- The Washington Times - Tuesday, August 30, 2005

President Bush yesterday sought to connect the U.S. mission in Iraq with World War II, telling Navy sailors and veterans in California that America must maintain the same kind of resolve that led to the defeat of Japan.

At celebrations ahead of the 60th anniversary of Japan’s surrender, Mr. Bush said, “We are again a nation at war” and “must not forget the lessons of the past.”

“Once again, war came to our shores with a surprise attack that killed thousands in cold blood. Once again, we face determined enemies who follow a ruthless ideology that despises everything America stands for,” Mr. Bush said at the Naval Air Station North Island, with a backdrop of the USS Ronald Reagan, the Navy’s newest aircraft carrier.

“And once again, we will not rest until victory is America’s and our freedom is secure. … We will never let the new enemies of a new century destroy with cowardice what these Americans built with courage,” Mr. Bush said to the audience, which included WWII veterans.

Mr. Bush compared his resolve to President Franklin D. Roosevelt’s in the 1940s and said America’s mission in Iraq is to turn it into a democratic ally like Japan after its 1945 surrender.

“Franklin Roosevelt refused to accept that democracy was finished. His optimism reflected his belief that the enemy’s will to power could not withstand our will to live in freedom,” Mr. Bush said.

But Democrats said Mr. Bush, whose poll numbers have plummeted in recent weeks as anti-war demonstrators have garnered nationwide press coverage, is failing in his effort to lay out an exit plan for U.S. troops in Iraq.

“Democratic Presidents Roosevelt and Truman led America to victory in World War II because they laid out a clear plan for success to the American people, America’s allies and America’s troops,” said Democratic National Committee Chairman Howard Dean.

“President Bush has failed to put together a plan, so despite the bravery and sacrifice of our troops, we are not making the progress that we should be in Iraq. The troops, our allies and the American people deserve better leadership from our commander in chief,” he said.

For the first time in recent months, Mr. Bush said the United States cannot allow Iraq’s vast oil fields to fall into the hands of terrorists such as Abu Musab Zarqawi and Osama bin Laden.

“If Zarqawi and bin Laden gain control of Iraq, they would create a new training ground for future terrorist attacks,” he said. “They’d seize oil fields to fund their ambitions. They could recruit more terrorists by claiming a historic victory over the United States and our coalition.”

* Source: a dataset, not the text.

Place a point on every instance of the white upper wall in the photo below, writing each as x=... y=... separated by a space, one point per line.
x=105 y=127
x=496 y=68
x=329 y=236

After the speech, Mr. Bush returned to Texas to prepare to fly back to the nation’s capital today — two days ahead of schedule. This afternoon, he will meet with the heads of federal agencies dealing with relief efforts related to Hurricane Katrina.

The White House said yesterday that there have been “initial discussions” about a presidential visit to affected areas — likely by the end of the week.